"We see Intuit as a cycle-independent technology leader in the early stages of global expansion that will benefit from the shift to QuickBooks Online (QBO)," analysts said about the California-based provider of business and financial management solutions.
"However, we believe the company's targets for subscriber growth and earnings CAGR may prove somewhat ambitious, and expect some pressure on tax volumes based on the implementation of the ACA and new fraud-reduction measures by the IRS," they added.
Analysts lowered their estimate for FY16 EPS to $3.74 from $4 and introduced FY17 estimate of $4.60, below guidance for $5. While analysts see upside to FY15 EPS estimates, they believe investors will be more focused on QBO subscribers and feasibility of FY17 goals.
Shares of Intuit closed up 0.84% at $92.88 yesterday.

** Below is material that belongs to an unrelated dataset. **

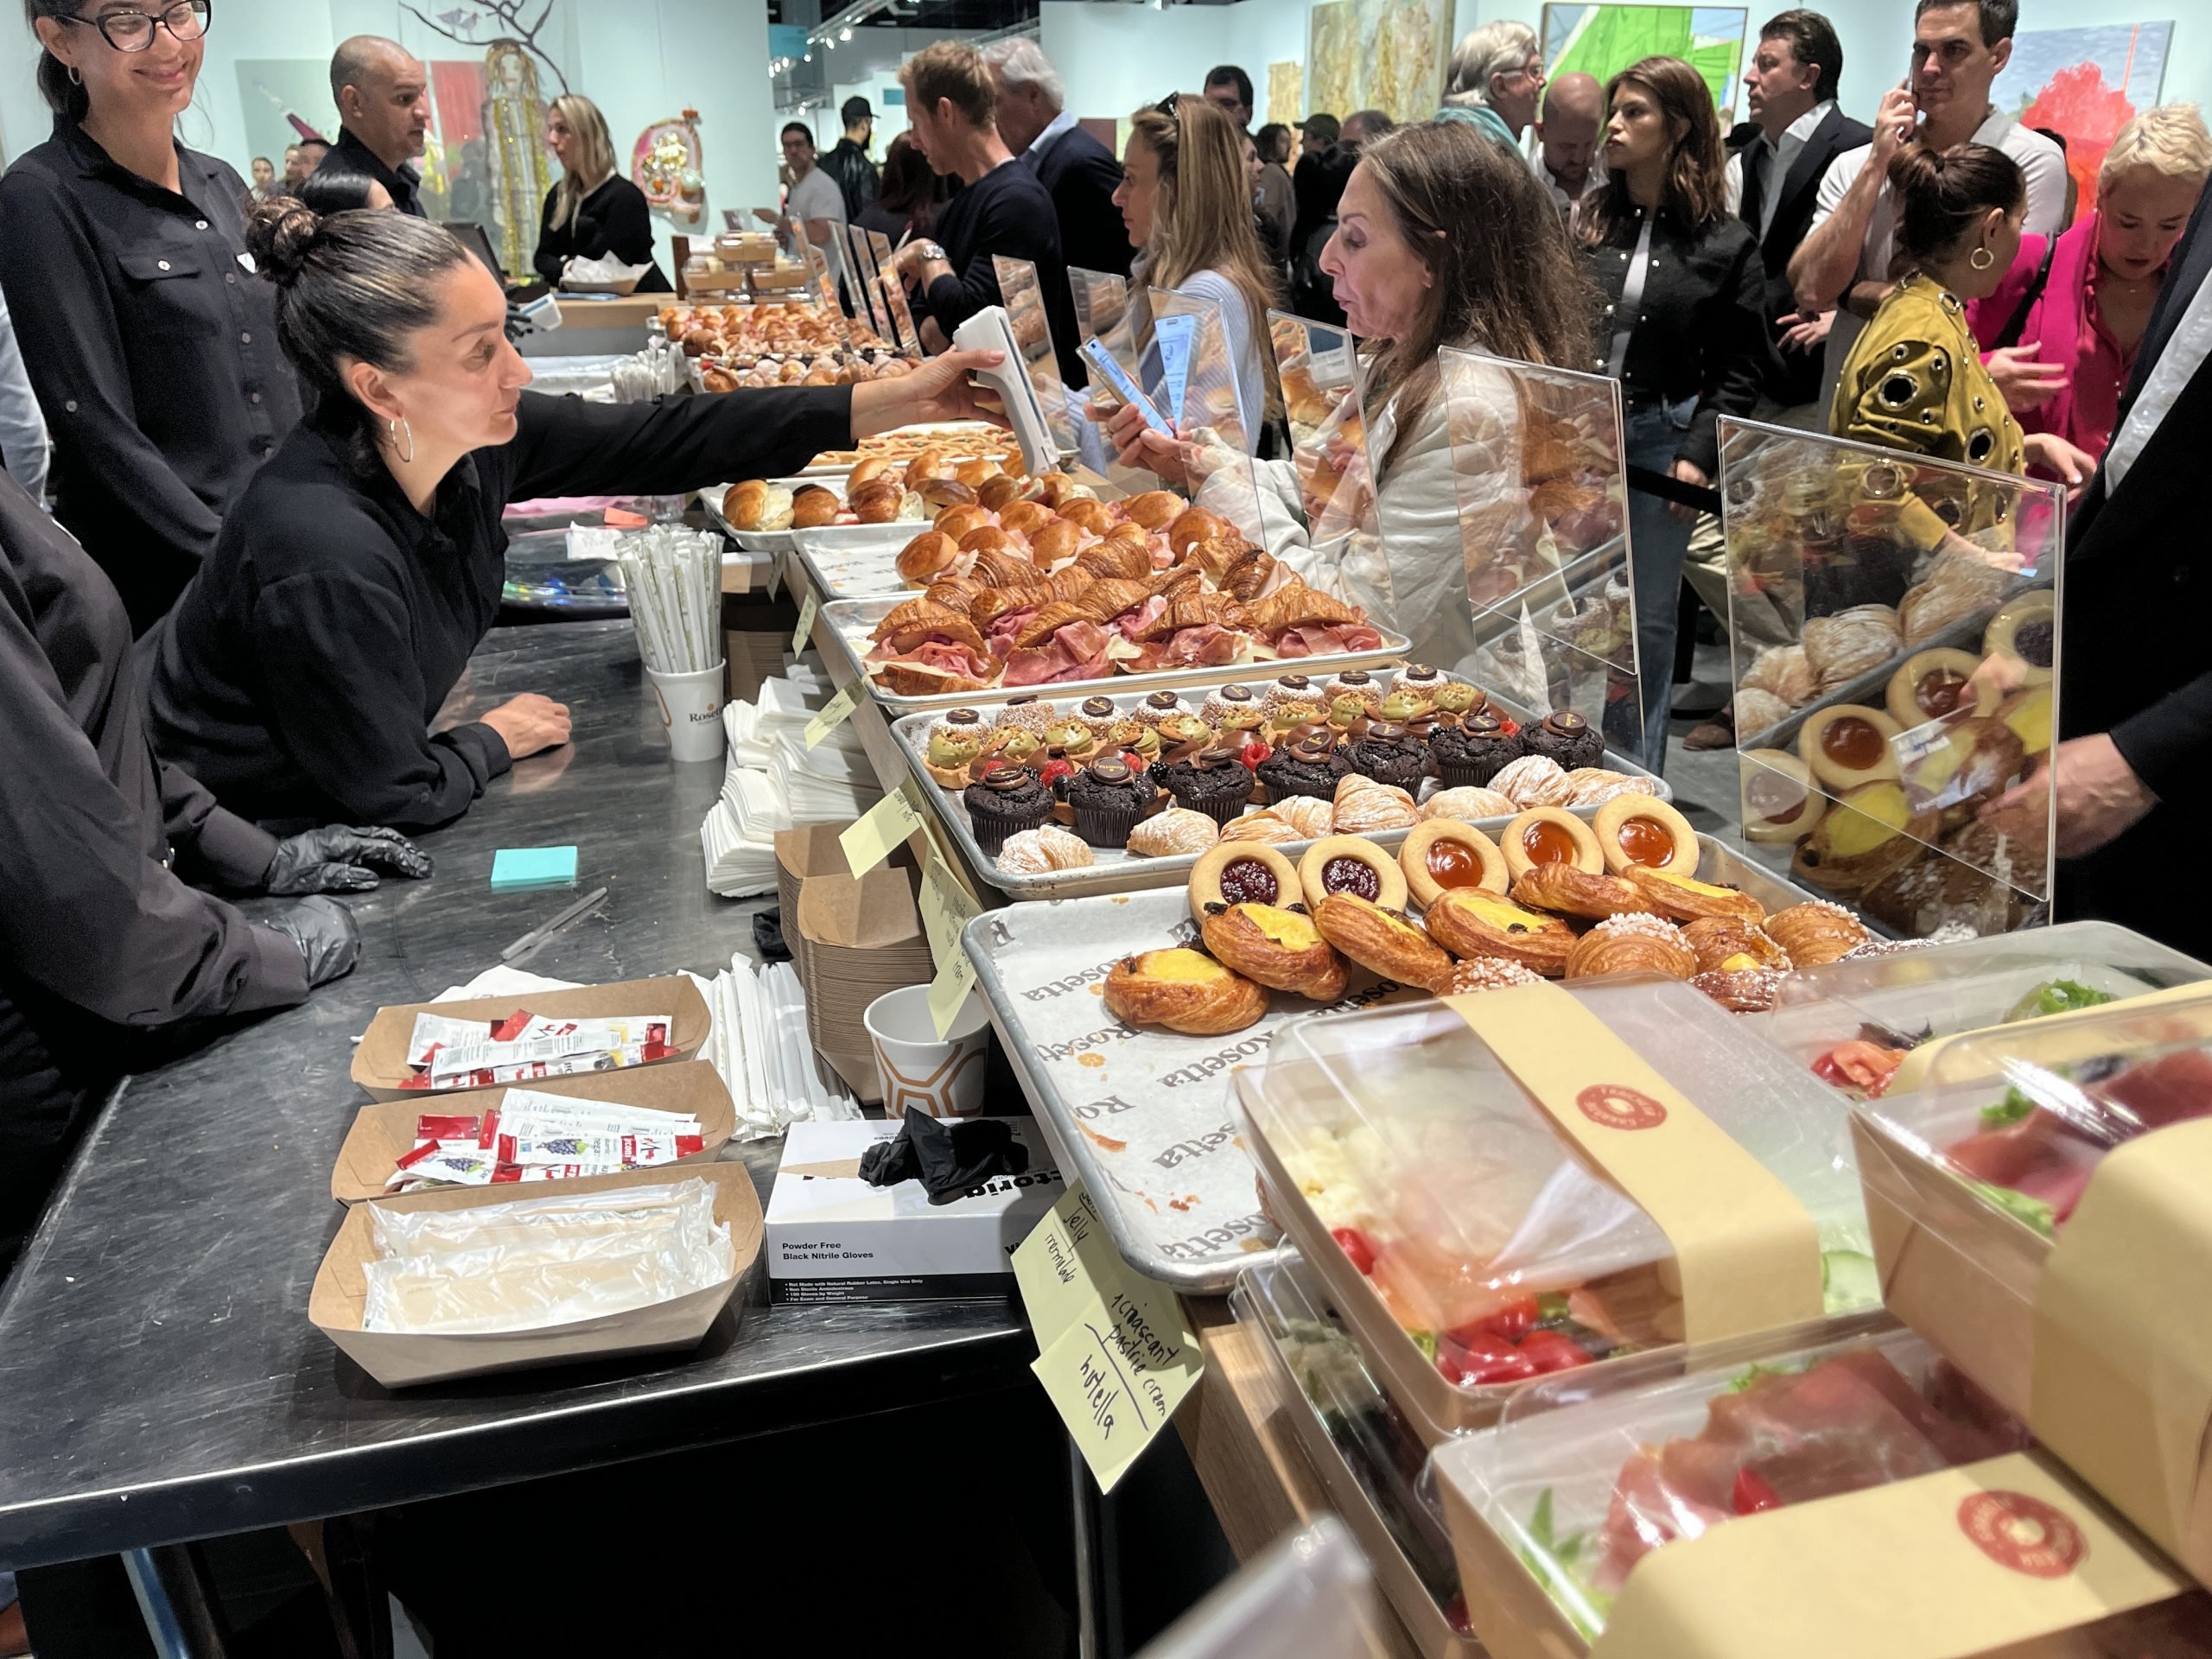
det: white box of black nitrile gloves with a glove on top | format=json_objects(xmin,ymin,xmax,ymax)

Separately, TheStreet Ratings team rates INTUIT INC as a Buy with a ratings score of B. TheStreet Ratings Team has this to say about their recommendation:
"We rate INTUIT INC (INTU) a BUY. This is driven by multiple strengths, which we believe should have a greater impact than any weaknesses, and should give investors a better performance opportunity than most stocks we cover. The company's strengths can be seen in multiple areas, such as its solid stock price performance, revenue growth, largely solid financial position with reasonable debt levels by most measures, good cash flow from operations and expanding profit margins. We feel these strengths outweigh the fact that the company has had sub par growth in net income."